You refinanced your home mortgage a few months ago, but interest rates have dropped dramatically since that time. Or perhaps you have had a financial emergency pop up and it would be really helpful to tap some of your home equity with a cash-out refi. Is it possible to refinance again? And should you?
Specific Loan Requirements
While borrowers can refinance as many times as they want, there may be specific waiting periods based on your particular loan. For example, a “seasoning” period of six months is the standard wait for most conventional lenders. If you refinance with another lender within that period, you may be charged a penalty.
Government-backed loans have their own stipulations. Those with FHA loans who want to get an FHA streamline refinance must wait 210 days – seven months – from the first mortgage closing date and 180 days – six months – from the due date of the first mortgage payment before beginning refi proceedings. If the refinance is for an FHA cash-out loan, borrowers must wait just six months from the original close.
Borrowers with VA loans looking to do a VA streamline refinance are required to wait for either 210 days from the date of the first mortgage payment or the date the sixth payment is made, whichever occurs later.

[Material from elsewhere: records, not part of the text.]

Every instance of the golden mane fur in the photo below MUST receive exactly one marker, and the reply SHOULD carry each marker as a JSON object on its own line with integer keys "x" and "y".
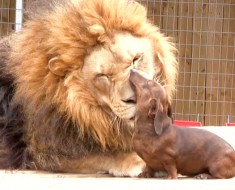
{"x": 69, "y": 32}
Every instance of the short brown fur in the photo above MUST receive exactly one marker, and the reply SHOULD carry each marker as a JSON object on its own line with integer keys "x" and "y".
{"x": 166, "y": 147}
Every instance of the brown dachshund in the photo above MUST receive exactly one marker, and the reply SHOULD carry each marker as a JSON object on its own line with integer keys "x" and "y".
{"x": 166, "y": 147}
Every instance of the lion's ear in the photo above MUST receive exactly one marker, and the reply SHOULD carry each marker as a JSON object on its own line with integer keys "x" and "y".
{"x": 57, "y": 66}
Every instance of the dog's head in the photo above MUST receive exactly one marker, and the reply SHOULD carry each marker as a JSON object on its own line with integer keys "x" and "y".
{"x": 152, "y": 101}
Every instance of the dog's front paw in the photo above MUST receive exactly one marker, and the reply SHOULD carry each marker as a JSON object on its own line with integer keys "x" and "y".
{"x": 127, "y": 165}
{"x": 203, "y": 176}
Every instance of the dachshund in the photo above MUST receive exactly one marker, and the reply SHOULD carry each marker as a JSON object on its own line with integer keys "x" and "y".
{"x": 173, "y": 149}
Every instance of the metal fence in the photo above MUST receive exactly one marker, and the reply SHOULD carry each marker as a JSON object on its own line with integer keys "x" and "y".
{"x": 204, "y": 31}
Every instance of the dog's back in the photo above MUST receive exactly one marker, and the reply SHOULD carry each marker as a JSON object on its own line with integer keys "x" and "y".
{"x": 198, "y": 150}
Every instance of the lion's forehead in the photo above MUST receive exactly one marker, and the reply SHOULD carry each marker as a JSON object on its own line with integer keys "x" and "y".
{"x": 119, "y": 55}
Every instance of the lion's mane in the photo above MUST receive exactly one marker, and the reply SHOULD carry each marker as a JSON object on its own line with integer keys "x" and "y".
{"x": 51, "y": 126}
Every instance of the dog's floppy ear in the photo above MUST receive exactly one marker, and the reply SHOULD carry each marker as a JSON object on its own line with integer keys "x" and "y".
{"x": 169, "y": 112}
{"x": 159, "y": 119}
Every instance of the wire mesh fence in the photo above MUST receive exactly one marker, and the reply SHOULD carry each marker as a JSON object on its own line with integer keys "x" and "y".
{"x": 204, "y": 31}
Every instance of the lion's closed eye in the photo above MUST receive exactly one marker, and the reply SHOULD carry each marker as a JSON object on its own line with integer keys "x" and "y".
{"x": 102, "y": 83}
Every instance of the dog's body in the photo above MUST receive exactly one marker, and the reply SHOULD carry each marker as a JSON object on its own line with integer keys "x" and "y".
{"x": 166, "y": 147}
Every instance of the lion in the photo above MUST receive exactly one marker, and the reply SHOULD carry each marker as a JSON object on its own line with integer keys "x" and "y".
{"x": 66, "y": 101}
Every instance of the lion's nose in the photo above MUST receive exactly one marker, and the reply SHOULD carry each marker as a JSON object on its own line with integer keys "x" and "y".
{"x": 131, "y": 99}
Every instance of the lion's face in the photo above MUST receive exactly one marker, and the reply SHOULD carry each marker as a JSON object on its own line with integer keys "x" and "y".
{"x": 107, "y": 68}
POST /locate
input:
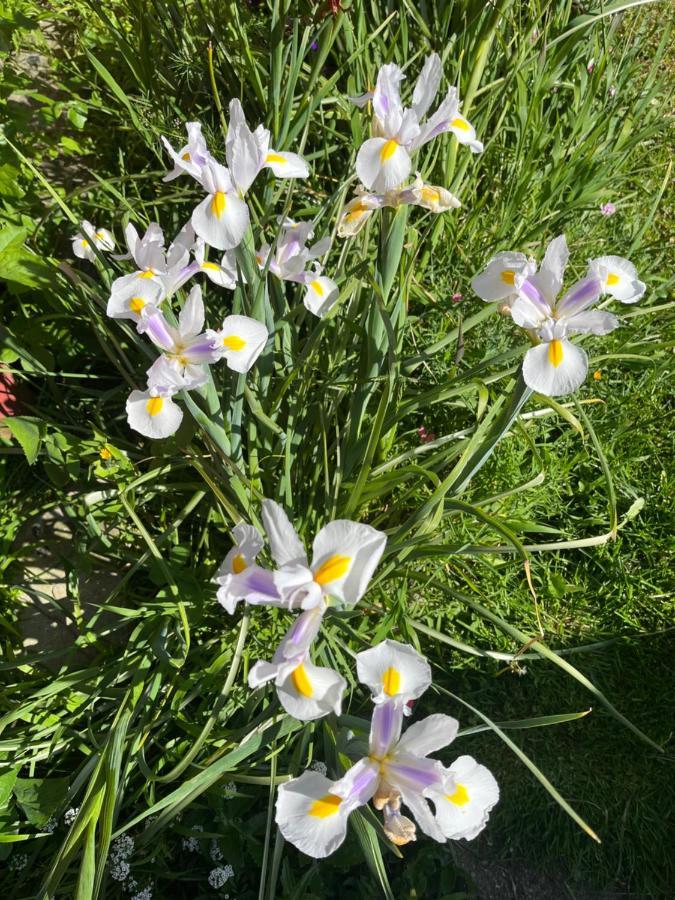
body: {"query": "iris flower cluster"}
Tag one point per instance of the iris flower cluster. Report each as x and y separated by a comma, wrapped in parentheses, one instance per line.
(398, 771)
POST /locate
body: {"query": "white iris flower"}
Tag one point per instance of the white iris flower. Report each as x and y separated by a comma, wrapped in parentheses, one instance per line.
(344, 559)
(384, 161)
(222, 218)
(186, 350)
(356, 213)
(556, 366)
(291, 259)
(159, 272)
(312, 811)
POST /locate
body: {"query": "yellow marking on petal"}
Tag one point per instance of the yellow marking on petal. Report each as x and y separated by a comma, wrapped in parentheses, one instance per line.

For VA cash-out refis, the waiting period is 210 days from the original closing date.
The Costs of Refinancing Again
After determining whether you can refinance again now, it's also important to figure out whether it makes sense financially. All mortgage originations come with closing costs, even if they are rolled into the end of the loan. These fees include things like appraisals, title search, credit checks and application charges. In the end these costs can add up to between 2% and 5% of the loan principal. Every time you refinance you pay these fees again, negating some of the savings from a lower interest rate.
And of course, a refinance loan resets the terms of your mortgage. For example, if you were 5 years into paying off your 30-year loan, you will now be back to another 30-years of mortgage payments. That is an important factor to consider especially if you are nearing retirement.
When it Makes Sense
Yet there are times when it makes financial sense to refinance again. If interest rates have dropped at least 1 percentage point from your current mortgage rate, you could realize significant monthly savings even with the added closing costs. Or if you have an emergency cash need, like a health crisis or major house repairs, a cash-out refi could save you money compared to using credit cards, taking out a personal loan, or even a home equity loan with a higher interest rate. Another reason to refinance again is when your credit score has improved, and you could qualify for a lower interest rate. This could save you thousands in interest over the course of the loan, even if you have to pay some upfront costs.
Refinancing multiple times is possible and how often you can depend on the rules of your specific loan. Just make sure that the savings will outweigh the costs before you refinance again.